Keywords: solar lentigines, blue laser, laser therapy
1. Introduction
Solar lentigines (LS) are sharply demarcated, hyperpigmented patches that range in size from a few mm in diameter to more than 1 cm [1]. Typically, these lesions are located in areas chronically exposed to sunlight, such as the face, neck, dorsum of the hands, and forearms [2]. These lesions primarily develop in older people, and in the age group over 60 years, they occur in approximately 90% of cases [1]. These lesions, although caused by UV radiation, have no oncogenic potential, and do not require medical intervention. They represent only a cosmetic defect. However, many patients choose to improve their appearance and remove solar hyperpigmentation [3]. As a standard treatment, liquid nitrogen cryotherapy is recommended by the “Pigmentary Disorders Academy” [4]. This method shows good therapeutic results, but patients do not always accept the discomfort during treatment (pain, redness, blister formation, and quite long healing time), as well as the possibility of side effects in the form of post inflammatory hyperpigmentation [5,6]. Cryotherapy is still the most commonly used form of treatment for lentigines, despite these drawbacks. There are more and more reports on the use of various laser devices as well as topical products or chemical peels in the treatment of these conditions [4,7]. There are also many publications describing the positive effects of topical products containing adapalene and a fixed combination of 2% mequinol and 0.01% tretinoine, which are an alternative to ablative methods of treatment [4,8,9,10,11].

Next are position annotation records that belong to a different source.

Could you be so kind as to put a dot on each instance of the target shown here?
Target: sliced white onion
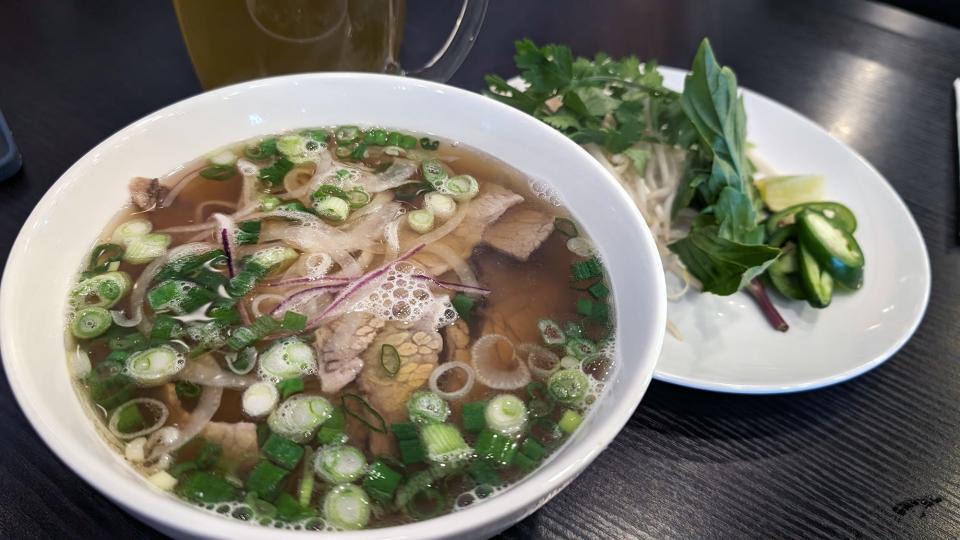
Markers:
(206, 372)
(157, 424)
(460, 392)
(199, 418)
(536, 356)
(80, 364)
(134, 450)
(120, 319)
(484, 356)
(260, 399)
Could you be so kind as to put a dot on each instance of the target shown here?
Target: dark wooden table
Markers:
(875, 457)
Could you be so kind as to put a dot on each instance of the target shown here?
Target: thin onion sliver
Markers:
(456, 394)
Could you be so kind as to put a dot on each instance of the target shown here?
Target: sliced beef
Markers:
(147, 193)
(520, 231)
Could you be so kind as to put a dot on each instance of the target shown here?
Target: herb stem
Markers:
(759, 294)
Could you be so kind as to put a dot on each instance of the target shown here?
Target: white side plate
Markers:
(727, 344)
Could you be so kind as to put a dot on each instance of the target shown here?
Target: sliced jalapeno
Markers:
(835, 212)
(816, 282)
(834, 248)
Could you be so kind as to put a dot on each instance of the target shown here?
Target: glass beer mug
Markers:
(236, 40)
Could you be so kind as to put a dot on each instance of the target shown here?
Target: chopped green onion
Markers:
(102, 258)
(434, 498)
(464, 305)
(366, 414)
(260, 399)
(248, 232)
(273, 257)
(586, 269)
(339, 464)
(462, 187)
(266, 479)
(572, 329)
(427, 408)
(533, 449)
(347, 134)
(290, 387)
(444, 444)
(381, 481)
(389, 359)
(282, 451)
(580, 348)
(165, 328)
(293, 321)
(599, 290)
(496, 447)
(290, 145)
(305, 489)
(130, 230)
(287, 359)
(299, 417)
(442, 206)
(207, 487)
(154, 366)
(90, 322)
(178, 296)
(103, 290)
(332, 208)
(262, 150)
(269, 202)
(347, 506)
(219, 172)
(358, 198)
(473, 417)
(570, 421)
(187, 390)
(407, 142)
(332, 431)
(421, 221)
(434, 172)
(506, 414)
(274, 174)
(568, 385)
(329, 190)
(566, 227)
(551, 333)
(408, 443)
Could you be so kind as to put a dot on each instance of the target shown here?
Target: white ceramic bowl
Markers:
(58, 235)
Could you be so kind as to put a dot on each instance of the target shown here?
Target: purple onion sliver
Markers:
(457, 287)
(302, 296)
(358, 284)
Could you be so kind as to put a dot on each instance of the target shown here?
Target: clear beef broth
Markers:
(521, 293)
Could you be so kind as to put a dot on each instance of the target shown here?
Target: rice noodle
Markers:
(139, 291)
(198, 213)
(205, 371)
(456, 263)
(261, 298)
(200, 416)
(458, 393)
(180, 186)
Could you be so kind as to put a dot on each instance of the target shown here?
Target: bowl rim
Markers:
(521, 499)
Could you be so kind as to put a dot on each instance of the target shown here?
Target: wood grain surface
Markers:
(878, 457)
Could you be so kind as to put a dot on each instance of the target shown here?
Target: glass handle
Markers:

Since the early 1960s, the development of laser technology has led to the use of different wavelengths emitted by these devices for the treatment of sun-pigmented lesions. The absorption by melanin in a wide spectral range resulted in attempts to treat lentigines with different lasers [3]. Since the blue laser emission at 450 nm is strongly absorbed by melanin (and its relatively shallow penetration should not be a problem for lentigines), we decided to try this wavelength for the treatment of sun-pigmented lesions. Blue lasers and lights are a hot topic these days in dermatology, and have been proposed in the management of various conditions. The most common application of blue laser is the photodynamic diagnosis and therapy with blue-violet light [12], treatment of actinic keratosis [13], and treatment of lichen sclerosus [14]. Blue light can be used to treat acne [15], reduce sebaceous hyperplasia [16], and stimulate hair regrowth [17]. Our recent studies have shown the positive results of treating Port Wine Stains and telangiectasia with a 450 nm laser [18] and using it as a surgical tool instead of a CO2 laser [19]. To our knowledge, a blue laser has not been tested for the treatment of lentigines.
2. Materials and Methods
2.1. Blue laser Source
Our laser was developed at the Institute of High Pressure Physics for the common research project. It was based on 8 blue laser diodes coupled to a single fiber using the method described in [20]. The laser operates in continuous mode and in pulsed mode (pulse duration from 1 millisecond upwards). The maximum power is 48 W, and the size of the laser spot is adjustable from 0.5 to 5 mm. All treatment parameters are selected on the touch screen, and the device contains a power meter (to enable the measurement of emitted power right before the treatment). More details can be found in [18].
2.2. Patients and Treatment Methods
The project received the approval of the Bioethical Commission of the Medical University of Warsaw (Approval Code KB/212/2015). A total of 14 patients with solar lentigines were treated using the 450 nm laser source described above. The treatments started in May 2016 and were completed in September 2020. All clinical work was performed at the Dermatology Clinic of Warsaw Medical University. The patients signed the treatment agreement form and were checked for the following contraindications: pregnant or breastfeeding women, patients with phototoxic or photo-allergic reaction, epilepsy, cancer and precancerous lesions, patients with a strong sunburn, and patients with herpes simplex in the treated area.
Skin type in all patients was evaluated according to the 6-point Fitzpatric scale, i.e., in terms of the skin reaction to UV radiation [21]. The lower the type, the easier it is to burn.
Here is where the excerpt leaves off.